My stay in hospital was more than a week. Other women had babies. I had none. I had no entitlement. My baby was not mine and they had taken him. Someone else was going to keep him. I had no right to complain. I lived silently, doing what I was told. Shut down and alone. Somehow I got taken back to the home. Other girls there had seen ‘my baby’. I remember being told how perfect he was and how beautiful and how good and I remember feeling happy about that. Because ‘my baby’ was in the nursery, I wasn’t allowed in there any more. I think I was assigned to the laundry.

I don’t know how long I stayed.
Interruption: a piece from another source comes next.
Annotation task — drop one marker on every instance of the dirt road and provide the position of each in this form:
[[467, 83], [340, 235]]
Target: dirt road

I remember being summoned to the office to sign the documents. I know I would have appeared to be quite rational and settled about signing and I would have just done it. I didn’t ever have an opportunity to talk about alternatives. I have no memory of anyone counselling me or helping me. Inside, I did not allow myself to feel anything. I know that part of me well. I still live with it.
I remember going to the nursery door just before I left, pushing the door open and looking in. I didn’t walk in but I saw the steel trolley with ‘my baby’s’ name and I saw the top of his head. His hair was blonde and quite strong and spikey. That is all I ever saw of him. The memory of standing at the door and the vision of the cot and ‘my baby’ with ‘my name’ is very real. Not surprisingly, it is the most detailed solid image I have.

Then there are no more memories until I was on the train coming home and I met a young man and they are memories of me – again behaving in a manner outside myself. Being someone who I wasn’t and behaving in a way I was not comfortable with. One that was destructive to how I wanted to feel about myself.
I ached with the need to be needed but my grief was inconsolable and inaccessible.